The desired solution must be able to demonstrate improved performance over today’s human and machine applications in relation to accuracy, repeatability, reproducibility, speed/frequency by using in line measurements at high frequency. The ability to threshold, identify and/or measure critical product attributes in both static mode (discreet unit by unit) and dynamic mode is important. Desired surface patterns are to be recognised and flagged for variation or missing elements and critical attributes are measured within 0.001″ in X, Y and Z dimensions. For dynamic assessment, surface anomalies greater than 1.0 sq. in. size to be flagged and identified via lookup database.
The successful solution cannot interfere with product manufacture or cause operator safety hazards. It should not require any contact with any product or machine; require any human response or intrusion to maintain operation. It must fit within current operating infrastructure and utilities and permits to operate; support communication with an industrial internet of things (IIoT) platform; provide event flagging/annunciation for action level and nonconforming measures.
If possible, the solution shcould integrate with robotic pick, reorient, read/measure and replace for static mode (does not currently exist); utilise grey scale or other color technology; included integrated dimensional measurement instruments and platforms.
The expectation is to improve product quality and consistency, reduction in the cost of poor quality and in related customer claims.

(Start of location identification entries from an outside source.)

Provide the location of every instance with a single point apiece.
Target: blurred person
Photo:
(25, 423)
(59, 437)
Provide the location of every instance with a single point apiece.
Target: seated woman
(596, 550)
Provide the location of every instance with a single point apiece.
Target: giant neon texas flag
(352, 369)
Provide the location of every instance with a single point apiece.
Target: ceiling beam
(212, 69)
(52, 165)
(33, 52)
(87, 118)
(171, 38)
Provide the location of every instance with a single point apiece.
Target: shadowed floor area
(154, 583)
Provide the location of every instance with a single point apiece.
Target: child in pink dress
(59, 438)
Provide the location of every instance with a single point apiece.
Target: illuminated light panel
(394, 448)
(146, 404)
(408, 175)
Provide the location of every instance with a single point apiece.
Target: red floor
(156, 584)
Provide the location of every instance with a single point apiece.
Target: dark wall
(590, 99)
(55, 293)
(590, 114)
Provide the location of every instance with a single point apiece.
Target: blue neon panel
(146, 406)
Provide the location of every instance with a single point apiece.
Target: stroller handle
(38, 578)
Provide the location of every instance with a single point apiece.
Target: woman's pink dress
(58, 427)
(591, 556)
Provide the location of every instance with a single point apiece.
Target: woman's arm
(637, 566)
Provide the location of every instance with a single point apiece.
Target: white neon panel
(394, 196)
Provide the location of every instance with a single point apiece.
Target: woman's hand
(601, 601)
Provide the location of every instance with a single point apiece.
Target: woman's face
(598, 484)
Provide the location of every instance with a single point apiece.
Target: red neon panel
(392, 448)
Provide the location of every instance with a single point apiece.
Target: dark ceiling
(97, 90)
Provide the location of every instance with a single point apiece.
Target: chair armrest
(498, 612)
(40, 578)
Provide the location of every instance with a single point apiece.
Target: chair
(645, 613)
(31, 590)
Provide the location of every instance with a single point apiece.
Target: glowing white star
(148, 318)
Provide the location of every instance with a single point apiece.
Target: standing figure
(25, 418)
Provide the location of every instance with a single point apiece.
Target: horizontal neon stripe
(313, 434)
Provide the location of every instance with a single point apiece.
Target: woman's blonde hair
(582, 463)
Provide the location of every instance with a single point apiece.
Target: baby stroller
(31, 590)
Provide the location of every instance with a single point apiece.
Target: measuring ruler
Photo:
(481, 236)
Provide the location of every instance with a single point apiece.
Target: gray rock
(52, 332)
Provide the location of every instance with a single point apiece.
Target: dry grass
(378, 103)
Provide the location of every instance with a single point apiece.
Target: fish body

Other expected benefits are eliminating latency associated with manual processes by providing real time information for manufacturing process control and troubleshooting, improved operating effectiveness (OEE & TEEP) and improved operating safety related to machine contact measurement by removing frequent manual and repetitive tasks and positions of people. Finally, to advance the digital capabilities for Smart Manufacturing in the areas of predictive and prescriptive analytics for artificial intelligence (AI) and machine learning (ML).
Challenge focused FAQs
We’ve had a couple of questions related directly to our challenges and GAF, please see below:
Would the team have to work on-site? If so, where?
We do not have an absolute need to have the team work on-site. However, if the solution requires some online work, it can be worked out on a case by case basis. Right now no on-site requirements.
In addition, because you’re placed in the US, what kind of testing is feasible?
Depending on the technology we can pilot is on-site or in our labs.